In many cases more application and business domain specific sanitizers are useful. Custom sanitizers allows defining regular expressions that define character sequences that should be masked.

Custom, application specific sanitizers can be defined by adding a config block akka.javasdk.sanitization.regex-sanitizers with a name for each custom sanitizer followed by a config block with a single pattern key that has a value that is a valid Java regular expression that matches the type of text that should be masked.

This example masks an hypothetical customer id in the form S0123456789:

akka.javasdk.sanitization.regex-sanitizers = {
  "CUSTOMER_IDS" = { pattern = "S\\d{10}" }
}

This would lead to texts like:

Customer S0847362951 reported an issue with their order

Being masked to:

Customer *********** reported an issue with their order

Before being written in logs or passed to agent models.

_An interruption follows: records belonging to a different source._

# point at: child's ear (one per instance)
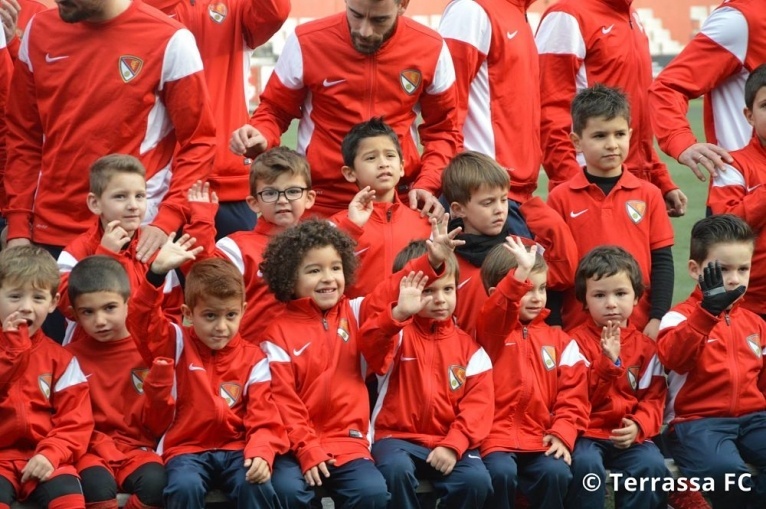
(348, 173)
(94, 204)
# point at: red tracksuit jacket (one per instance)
(581, 43)
(411, 72)
(539, 373)
(636, 390)
(715, 363)
(44, 400)
(740, 191)
(223, 396)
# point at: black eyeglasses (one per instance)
(291, 194)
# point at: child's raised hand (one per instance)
(200, 192)
(557, 448)
(442, 242)
(360, 208)
(610, 340)
(258, 471)
(174, 254)
(624, 437)
(115, 237)
(410, 296)
(442, 459)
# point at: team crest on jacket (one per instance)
(218, 12)
(230, 392)
(137, 376)
(410, 80)
(636, 210)
(549, 357)
(343, 330)
(456, 377)
(130, 66)
(44, 382)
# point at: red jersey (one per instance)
(223, 396)
(716, 64)
(632, 216)
(581, 43)
(412, 72)
(715, 363)
(740, 191)
(539, 375)
(390, 228)
(634, 390)
(227, 32)
(434, 382)
(318, 381)
(155, 70)
(45, 402)
(89, 243)
(490, 40)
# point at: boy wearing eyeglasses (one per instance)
(376, 219)
(280, 193)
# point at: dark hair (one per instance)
(269, 165)
(371, 129)
(467, 172)
(500, 261)
(214, 277)
(285, 253)
(416, 249)
(755, 82)
(105, 168)
(598, 101)
(98, 273)
(718, 229)
(606, 261)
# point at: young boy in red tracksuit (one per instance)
(44, 397)
(117, 198)
(740, 189)
(226, 429)
(376, 219)
(435, 395)
(604, 204)
(541, 393)
(280, 191)
(316, 365)
(121, 453)
(476, 188)
(713, 348)
(626, 387)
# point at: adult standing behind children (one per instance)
(731, 43)
(584, 42)
(226, 33)
(343, 69)
(72, 66)
(490, 40)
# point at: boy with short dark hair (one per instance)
(415, 348)
(541, 394)
(606, 205)
(740, 190)
(476, 188)
(121, 452)
(713, 347)
(280, 192)
(376, 219)
(626, 386)
(44, 398)
(226, 429)
(117, 198)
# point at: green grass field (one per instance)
(695, 190)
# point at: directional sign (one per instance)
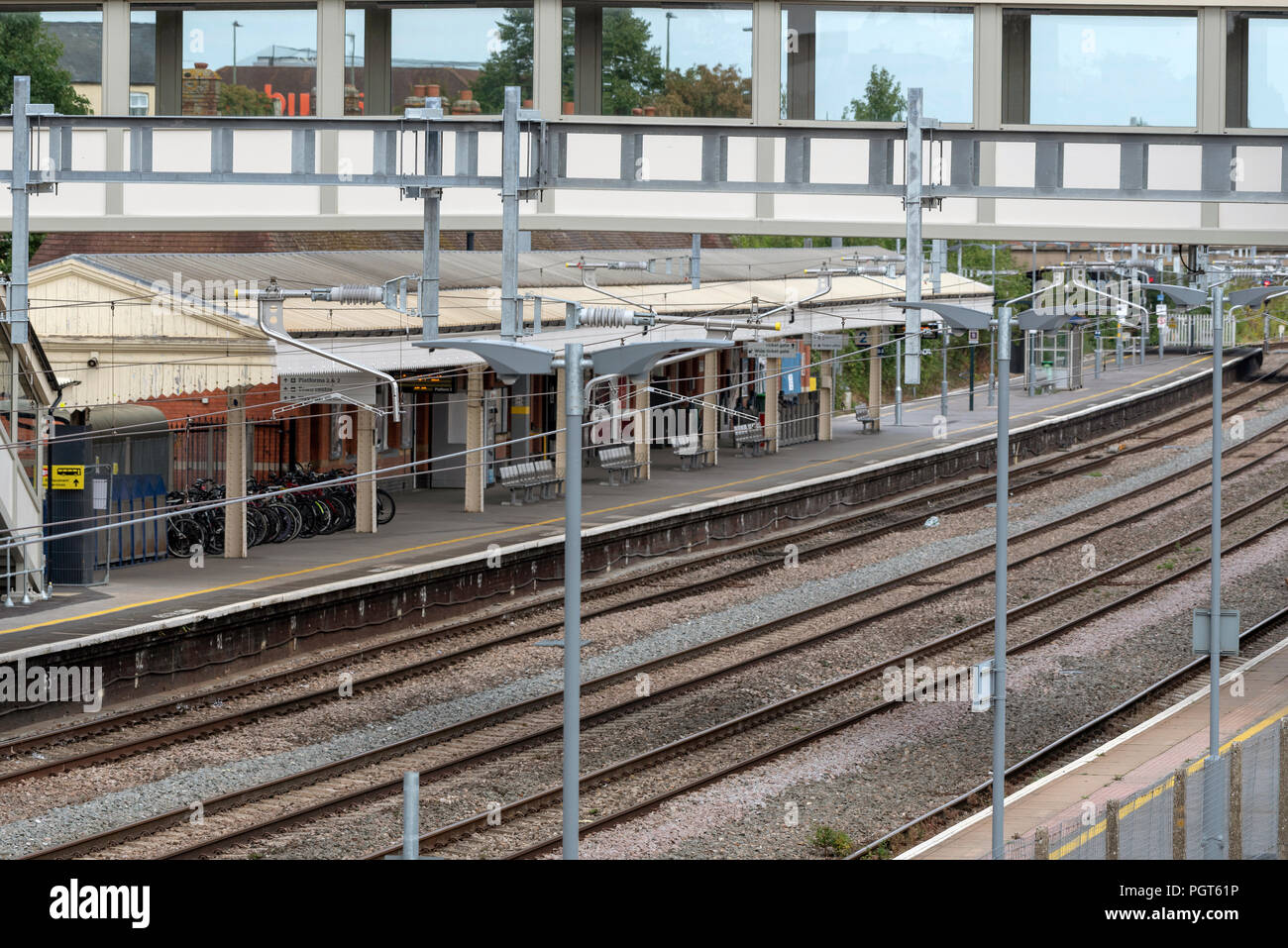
(771, 351)
(829, 342)
(67, 476)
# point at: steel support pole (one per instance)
(1004, 466)
(1214, 837)
(510, 327)
(943, 381)
(572, 599)
(411, 814)
(912, 253)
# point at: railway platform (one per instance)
(430, 528)
(1133, 762)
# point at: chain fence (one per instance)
(1233, 807)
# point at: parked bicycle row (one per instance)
(271, 517)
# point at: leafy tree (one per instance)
(707, 93)
(240, 99)
(29, 50)
(632, 73)
(510, 59)
(883, 99)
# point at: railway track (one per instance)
(870, 523)
(758, 729)
(1072, 746)
(473, 753)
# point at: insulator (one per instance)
(357, 292)
(605, 317)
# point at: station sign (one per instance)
(340, 388)
(828, 342)
(776, 350)
(65, 476)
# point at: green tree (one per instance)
(883, 99)
(510, 59)
(706, 93)
(632, 73)
(29, 50)
(240, 99)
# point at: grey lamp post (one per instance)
(509, 361)
(964, 318)
(1214, 840)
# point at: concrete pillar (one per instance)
(876, 338)
(330, 99)
(235, 475)
(476, 458)
(562, 436)
(1235, 815)
(765, 95)
(773, 385)
(377, 58)
(548, 56)
(825, 375)
(116, 93)
(709, 416)
(168, 68)
(1112, 840)
(643, 429)
(365, 430)
(1283, 789)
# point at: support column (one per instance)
(767, 53)
(235, 475)
(116, 93)
(476, 456)
(330, 101)
(365, 433)
(643, 429)
(709, 416)
(824, 401)
(877, 339)
(377, 62)
(562, 436)
(168, 68)
(773, 385)
(548, 56)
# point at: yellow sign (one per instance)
(67, 476)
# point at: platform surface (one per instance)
(1136, 760)
(432, 526)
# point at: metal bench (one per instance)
(529, 480)
(618, 460)
(870, 424)
(688, 449)
(750, 436)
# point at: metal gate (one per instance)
(798, 419)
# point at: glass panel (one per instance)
(250, 62)
(858, 64)
(1089, 69)
(1267, 77)
(143, 62)
(469, 53)
(691, 60)
(62, 51)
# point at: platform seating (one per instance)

Performance considerations

Sanitization is applied to every log entry. In high-throughput applications, numerous sanitization rules or complex regular expressions may impact performance. Consider monitoring application performance and optimizing regex patterns if necessary.

Testing sanitization

In tests the sanitizer can be directly accessed from getSanitizer method in TestKit or TestKitSupport to assert that expected texts are masked given the service sanitizer configuration.